# Thanksgiving Potato Salad



## debthecook (Nov 20, 2004)

Some friends of mine and a cousin live in Miami.  THey always include a nice cold potato salad with their Thanksgiving meal.  Anyone in the warmer parts of the US make a potato salad for Thanksgiving?.


----------



## honeybee (Nov 20, 2004)

*Thanksgiving potato salad*

Come to think of it I never had potato salad for Thanksgiving 'til I lived in Florida. I've never made it for Thanksgiving.

If we have potatoes for Thanksgiving I make mashed potatoes.

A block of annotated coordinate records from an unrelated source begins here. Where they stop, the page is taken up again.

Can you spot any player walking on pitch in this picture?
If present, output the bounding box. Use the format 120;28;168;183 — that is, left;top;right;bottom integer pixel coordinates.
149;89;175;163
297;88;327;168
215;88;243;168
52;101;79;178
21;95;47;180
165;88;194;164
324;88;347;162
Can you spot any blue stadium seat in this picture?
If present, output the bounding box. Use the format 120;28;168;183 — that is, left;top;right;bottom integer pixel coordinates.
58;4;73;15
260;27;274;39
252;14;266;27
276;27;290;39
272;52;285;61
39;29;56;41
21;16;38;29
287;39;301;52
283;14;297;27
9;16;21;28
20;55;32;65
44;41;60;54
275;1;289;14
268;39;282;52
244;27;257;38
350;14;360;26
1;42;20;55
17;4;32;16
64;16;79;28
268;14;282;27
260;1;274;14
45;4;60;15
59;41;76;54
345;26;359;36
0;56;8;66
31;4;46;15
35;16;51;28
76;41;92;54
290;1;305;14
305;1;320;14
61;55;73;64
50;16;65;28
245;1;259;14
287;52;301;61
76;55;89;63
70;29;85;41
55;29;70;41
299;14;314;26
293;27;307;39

I don't make mashed potatoes that often but a holiday meal is one of the times I do.


----------



## Barbara L (Nov 20, 2004)

I only have mashed potatoes on Thanksgiving (I mean I eat them year round, but that is the only kind I serve on Thanksgiving).  Maybe it is a Florida thing?  I also had never seen anyone serve macaroni and cheese with Thanksgiving dinner until I moved to South Carolina.  But everyone I know here does.  They also serve rice and gravy instead of mashed potatoes and gravy.  Rice seems to be a bigger part of the diet here than potatoes overall.  Of course they used to grow rice here, so I guess it makes sense.

 Barbara


----------



## kitchenelf (Nov 20, 2004)

Yes I have had it on Thanksgiving.  When my SIL did it at her house we always had it.  But now I do it at my house and I never think about it.  We have it at Christmas too with ham.


----------



## SierraCook (Nov 21, 2004)

We had potato salad one Thankgiving because we did a potluck.  It worked for us, so my Grandma did not spend all day in the kitchen.  If we had the traditional type dinner she would have spent all day in the kitchen.  This was in Kansas where we had the potato salad for Thanksgiving.

Mac and cheese seems like in everyday dish for Thanksgiving, but I guess so are mashed potatoes.


----------



## Psiguyy (Nov 21, 2004)

Usually only see potato salad at pot lucks.  Yes, even at Thanksgiving pot lucks.


----------